# Lesson 6

In this tutorial we elaborate a way to establish a lookup table for a person name string variable, which consists of multiple components, i.e. first name, middle name, last name.

As a library we use _metaphone_ which may not be installed in your environment. When you are based on conda python envrionment you may have to install the package via the _pip_ command as described here

* https://www.puzzlr.org/install-packages-pip-conda-environment/

## Introduction

Suppose that the person is called _Peter Alfred Escher_ and we got that name via an official API.

We use the standard library _itertools_ to calcutlate our permutations and we require the doublemetaphone algorithm.

In [1]:
import itertools
from metaphone import doublemetaphone

Suppose we retrieved the full qualified name in one of our variables and we have also a unique identifier of this person.

In [2]:
person_qualified_name = "Peter Alfed Escher"
person_id = "A123"

As a fresh up,  we use the _doubelmetaphone_ alogrithm to generate a tuple of keys which can be used for the comparison.
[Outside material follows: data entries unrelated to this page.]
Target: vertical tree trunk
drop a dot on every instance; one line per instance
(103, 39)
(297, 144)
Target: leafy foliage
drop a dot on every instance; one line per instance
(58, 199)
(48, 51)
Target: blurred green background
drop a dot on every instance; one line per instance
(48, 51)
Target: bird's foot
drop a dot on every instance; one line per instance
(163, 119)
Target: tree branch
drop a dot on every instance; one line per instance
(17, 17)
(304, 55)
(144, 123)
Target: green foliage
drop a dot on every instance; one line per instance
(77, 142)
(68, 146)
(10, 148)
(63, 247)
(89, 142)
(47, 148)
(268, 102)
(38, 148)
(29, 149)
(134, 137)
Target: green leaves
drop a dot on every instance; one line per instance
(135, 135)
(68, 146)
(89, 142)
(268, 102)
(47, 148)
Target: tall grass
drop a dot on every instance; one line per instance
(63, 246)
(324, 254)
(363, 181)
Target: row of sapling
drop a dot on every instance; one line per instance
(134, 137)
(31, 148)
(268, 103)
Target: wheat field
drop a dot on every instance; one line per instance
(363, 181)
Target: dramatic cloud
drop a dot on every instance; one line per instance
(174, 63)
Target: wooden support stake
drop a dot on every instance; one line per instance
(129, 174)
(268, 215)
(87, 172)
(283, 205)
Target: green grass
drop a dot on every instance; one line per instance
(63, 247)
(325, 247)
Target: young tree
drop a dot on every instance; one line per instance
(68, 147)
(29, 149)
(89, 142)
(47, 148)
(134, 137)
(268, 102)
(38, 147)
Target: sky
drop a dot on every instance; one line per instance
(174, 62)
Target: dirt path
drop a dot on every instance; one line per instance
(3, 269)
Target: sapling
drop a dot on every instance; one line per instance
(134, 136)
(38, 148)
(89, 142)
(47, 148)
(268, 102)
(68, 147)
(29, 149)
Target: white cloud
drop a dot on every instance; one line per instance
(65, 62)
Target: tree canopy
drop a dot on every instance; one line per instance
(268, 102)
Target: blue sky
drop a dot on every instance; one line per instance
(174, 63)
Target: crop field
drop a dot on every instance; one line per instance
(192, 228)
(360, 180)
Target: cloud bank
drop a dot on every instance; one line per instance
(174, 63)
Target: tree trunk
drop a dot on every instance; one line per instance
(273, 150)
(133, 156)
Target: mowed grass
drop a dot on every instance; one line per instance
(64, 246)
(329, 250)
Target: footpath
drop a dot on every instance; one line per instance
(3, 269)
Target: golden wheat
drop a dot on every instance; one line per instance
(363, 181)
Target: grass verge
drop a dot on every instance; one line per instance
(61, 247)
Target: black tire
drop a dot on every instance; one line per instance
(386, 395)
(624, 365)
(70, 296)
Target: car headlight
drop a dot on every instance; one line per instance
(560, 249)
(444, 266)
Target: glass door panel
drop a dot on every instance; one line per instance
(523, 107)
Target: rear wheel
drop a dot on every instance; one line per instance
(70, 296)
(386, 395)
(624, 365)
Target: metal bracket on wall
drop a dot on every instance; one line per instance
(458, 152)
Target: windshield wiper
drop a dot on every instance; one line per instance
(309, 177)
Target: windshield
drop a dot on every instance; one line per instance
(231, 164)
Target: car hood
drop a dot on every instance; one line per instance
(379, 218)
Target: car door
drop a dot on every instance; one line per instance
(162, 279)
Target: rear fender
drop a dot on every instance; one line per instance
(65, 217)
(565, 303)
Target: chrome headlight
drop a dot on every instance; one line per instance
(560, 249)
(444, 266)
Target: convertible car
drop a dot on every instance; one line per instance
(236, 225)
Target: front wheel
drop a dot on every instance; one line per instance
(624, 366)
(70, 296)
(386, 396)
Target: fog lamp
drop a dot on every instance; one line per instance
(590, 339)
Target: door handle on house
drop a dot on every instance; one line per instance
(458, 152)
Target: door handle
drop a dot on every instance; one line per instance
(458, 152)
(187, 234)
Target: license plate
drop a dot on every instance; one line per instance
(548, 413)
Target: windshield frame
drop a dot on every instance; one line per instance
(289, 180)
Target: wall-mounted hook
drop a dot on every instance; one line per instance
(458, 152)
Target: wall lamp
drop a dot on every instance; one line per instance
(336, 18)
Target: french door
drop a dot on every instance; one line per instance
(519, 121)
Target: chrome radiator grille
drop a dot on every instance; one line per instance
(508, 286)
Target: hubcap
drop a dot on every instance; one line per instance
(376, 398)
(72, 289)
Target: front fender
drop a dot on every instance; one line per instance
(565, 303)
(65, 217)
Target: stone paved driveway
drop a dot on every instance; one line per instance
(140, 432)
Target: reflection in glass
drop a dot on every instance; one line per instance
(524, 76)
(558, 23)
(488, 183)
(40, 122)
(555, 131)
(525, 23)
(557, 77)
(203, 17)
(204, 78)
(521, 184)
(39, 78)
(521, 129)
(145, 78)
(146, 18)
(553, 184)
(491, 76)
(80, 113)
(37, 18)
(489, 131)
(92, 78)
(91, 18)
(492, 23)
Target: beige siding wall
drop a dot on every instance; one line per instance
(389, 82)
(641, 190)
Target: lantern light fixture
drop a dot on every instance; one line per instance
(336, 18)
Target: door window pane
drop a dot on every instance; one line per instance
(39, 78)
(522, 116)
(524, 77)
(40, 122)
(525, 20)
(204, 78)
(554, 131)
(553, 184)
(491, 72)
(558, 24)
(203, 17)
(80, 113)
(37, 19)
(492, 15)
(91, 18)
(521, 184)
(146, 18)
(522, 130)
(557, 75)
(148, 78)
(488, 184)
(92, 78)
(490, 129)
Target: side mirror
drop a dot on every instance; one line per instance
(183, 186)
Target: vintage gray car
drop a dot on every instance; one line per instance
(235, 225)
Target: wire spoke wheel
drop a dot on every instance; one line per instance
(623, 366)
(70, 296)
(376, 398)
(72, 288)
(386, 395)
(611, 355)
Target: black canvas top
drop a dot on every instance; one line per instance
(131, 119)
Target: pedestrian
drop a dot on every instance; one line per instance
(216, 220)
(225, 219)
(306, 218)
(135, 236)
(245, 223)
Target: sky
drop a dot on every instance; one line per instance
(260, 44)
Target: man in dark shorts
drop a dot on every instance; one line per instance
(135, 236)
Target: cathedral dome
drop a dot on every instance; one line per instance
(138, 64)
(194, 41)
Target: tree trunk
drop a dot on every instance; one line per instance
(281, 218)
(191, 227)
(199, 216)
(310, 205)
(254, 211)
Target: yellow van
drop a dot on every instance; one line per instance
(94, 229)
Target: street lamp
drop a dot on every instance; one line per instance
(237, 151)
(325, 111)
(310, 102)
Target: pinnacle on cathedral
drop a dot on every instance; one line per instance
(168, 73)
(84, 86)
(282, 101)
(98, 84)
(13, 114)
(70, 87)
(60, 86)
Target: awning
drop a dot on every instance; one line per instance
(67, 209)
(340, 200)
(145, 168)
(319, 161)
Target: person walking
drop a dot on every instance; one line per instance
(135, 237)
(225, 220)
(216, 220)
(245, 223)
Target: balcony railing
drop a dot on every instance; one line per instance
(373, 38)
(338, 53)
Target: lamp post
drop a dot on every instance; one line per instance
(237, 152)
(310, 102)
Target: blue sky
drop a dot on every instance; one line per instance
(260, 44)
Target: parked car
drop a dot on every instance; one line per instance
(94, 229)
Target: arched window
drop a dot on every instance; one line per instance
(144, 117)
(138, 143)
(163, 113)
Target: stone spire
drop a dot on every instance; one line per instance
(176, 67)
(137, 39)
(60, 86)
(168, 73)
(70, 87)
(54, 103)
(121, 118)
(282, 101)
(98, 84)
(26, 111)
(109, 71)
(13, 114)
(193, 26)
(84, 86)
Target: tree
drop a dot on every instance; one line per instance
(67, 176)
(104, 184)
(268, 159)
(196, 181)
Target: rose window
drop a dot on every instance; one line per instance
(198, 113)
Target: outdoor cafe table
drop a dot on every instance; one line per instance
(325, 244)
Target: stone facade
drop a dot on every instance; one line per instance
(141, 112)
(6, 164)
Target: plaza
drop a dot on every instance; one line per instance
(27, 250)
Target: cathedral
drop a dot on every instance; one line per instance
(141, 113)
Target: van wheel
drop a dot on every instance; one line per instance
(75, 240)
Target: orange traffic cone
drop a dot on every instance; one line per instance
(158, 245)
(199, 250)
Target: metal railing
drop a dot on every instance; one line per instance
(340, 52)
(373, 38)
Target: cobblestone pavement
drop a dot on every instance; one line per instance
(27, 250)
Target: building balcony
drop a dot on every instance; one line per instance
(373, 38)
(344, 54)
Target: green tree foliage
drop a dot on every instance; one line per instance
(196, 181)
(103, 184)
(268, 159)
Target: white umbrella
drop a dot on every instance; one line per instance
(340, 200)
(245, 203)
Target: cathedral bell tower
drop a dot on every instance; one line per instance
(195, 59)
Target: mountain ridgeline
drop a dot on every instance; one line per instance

Refer to the tutorial __[Medium Towards Data Science Tutorial](https://towardsdatascience.com/python-tutorial-fuzzy-name-matching-algorithms-7a6f43322cc5)__

In [3]:
tp = doublemetaphone("Peter Alfed Escher")
tp.__str__()

"('PTRLFTXR', 'PTRLFTSKR')"

We now want to calculate all permutations of this name, which could be used in a Twitter account name. I.e. potentially our person will miss out some components in his Twittter account name, he could use the name "Peter Escher" or "Peter A. Escher".
As a first step we calculate all permutations of 3 the name components:

In [4]:
name_list = list( itertools.permutations(["peter", "alfred", "escher"]))
print(name_list)

[('peter', 'alfred', 'escher'), ('peter', 'escher', 'alfred'), ('alfred', 'peter', 'escher'), ('alfred', 'escher', 'peter'), ('escher', 'peter', 'alfred'), ('escher', 'alfred', 'peter')]


## Build up a Lookup Directory 
We now to build up a lookup dictionary. Each name component combination we concatenate into a single string, generate a metaphone tuple and add it to our dictionary. As value we store our unique person identifier. For this we define a function.

In [5]:
lookup_dict = [{},{}]

def add_permutations_to_dictionary(name_list,person_id):
    for name_component in name_list:
        name = ''.join(name_component)
        metaphone_tuple = doublemetaphone(name)
        lookup_dict[0][metaphone_tuple[0]] = [person_id]
        lookup_dict[1][metaphone_tuple[1]] = [person_id]

add_permutations_to_dictionary(name_list, person_id)
print("Our dictionary: "+lookup_dict.__str__())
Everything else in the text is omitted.